Assassin’s Creed: Revelations (Ubisoft; PS3, Xbox 360; rated mature)
It’s only been a year since we first played Brotherhood. Don’t ask me how the development group at Ubisoft Montreal got a new Assassin’s Creed game ready in less than a year. Just be happy that they did, because you’ll appreciate being able to become Ezio Auditore one last time. Especially since this part of his life takes place in Constantinople, one of the most majestic cities of our ancient history. This is an older Ezio, with grey in his beard and a more restrained, if not calm, demeanour. He’s just as fierce when he needs to be, though. The assassin is in the seat of the Ottoman Empire to find a set of keys that unlock a mystery that his ancestor Altair hid there. New weapons include hundreds of bomb configurations and a hook blade, which can also be used with zip lines throughout Constantinople. Included with the game is a 22-minute short film, “Embers”, which is a coda to Ezio’s story. It will bring tears to many, offering just another example of how attached we’ve become to the assassin.
Call of Duty: Modern Warfare 3 (Activision; PC, PS3, Wii, Xbox 360; rated mature)
Picking up a few hours after 2009’s Modern Warfare 2 left off, this sequel is a heart-pounding, adrenaline-boosting game that moves at a breakneck pace. The single-player campaign, written by Canadian scribe Paul Haggis, portrays a global conflict initiated by Russian ultranationalist terrorists. And your combat isn’t relegated to jungles and small towns anymore. In Modern Warfare 3, you’ll be fighting in the streets of New York, London, Paris, Hamburg, and Prague, among other cities. Dramatic set pieces include a Boeing 747 in free fall and a massive sandstorm. In addition to the Spec Ops challenges, Survival Mode has been added to cooperative play, and major revisions have been made to the competitive multiplayer to better reward players for support and specialist activities. Add to this the launch of Call of Duty: Elite, which brings social-networking features into the franchise and gives players a persistent avatar, and you’ve got a solid and entertaining experience for any fan of first-person shooters.
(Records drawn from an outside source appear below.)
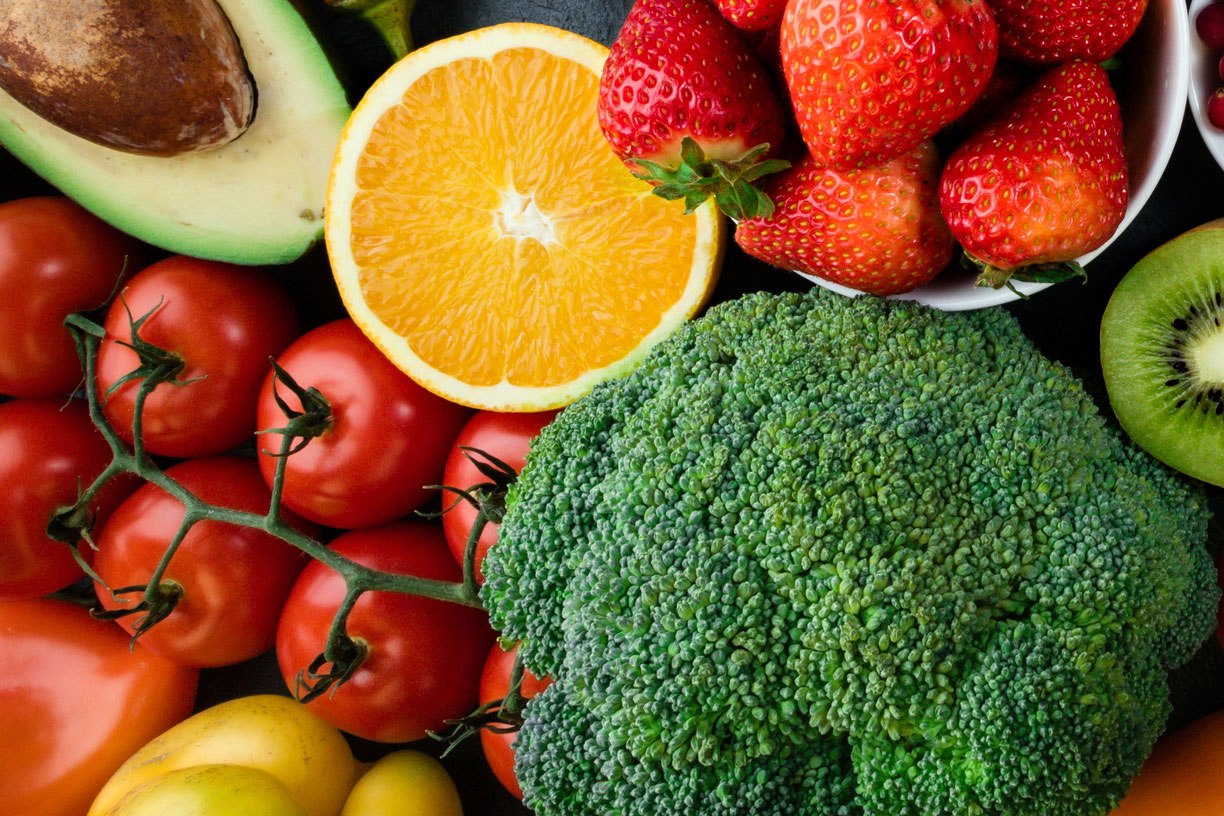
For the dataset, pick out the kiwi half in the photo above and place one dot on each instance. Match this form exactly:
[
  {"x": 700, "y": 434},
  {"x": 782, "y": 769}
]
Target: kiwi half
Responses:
[{"x": 1162, "y": 351}]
The Legend of Zelda: Skyward Sword (Nintendo; Wii; rated everyone 10+)
This isn’t the first Zelda title to make use of the Wii’s motion controls, but never before have swinging a sword, firing a slingshot, and raising a shield felt so natural. And you can upgrade your equipment in this game, too. Skyward Sword is the first Zelda game that reminds me of playing the original on the NES in 1987. Plotwise, this title is set before the events of 1998’s Ocarina of Time (which is now available for the 3DS, by the way) and has Link searching for his childhood friend, Zelda. In doing so, he travels between his floating home and the grounded world below. With a variety of environments to explore and a rich, compelling story, this is the best game yet in the series.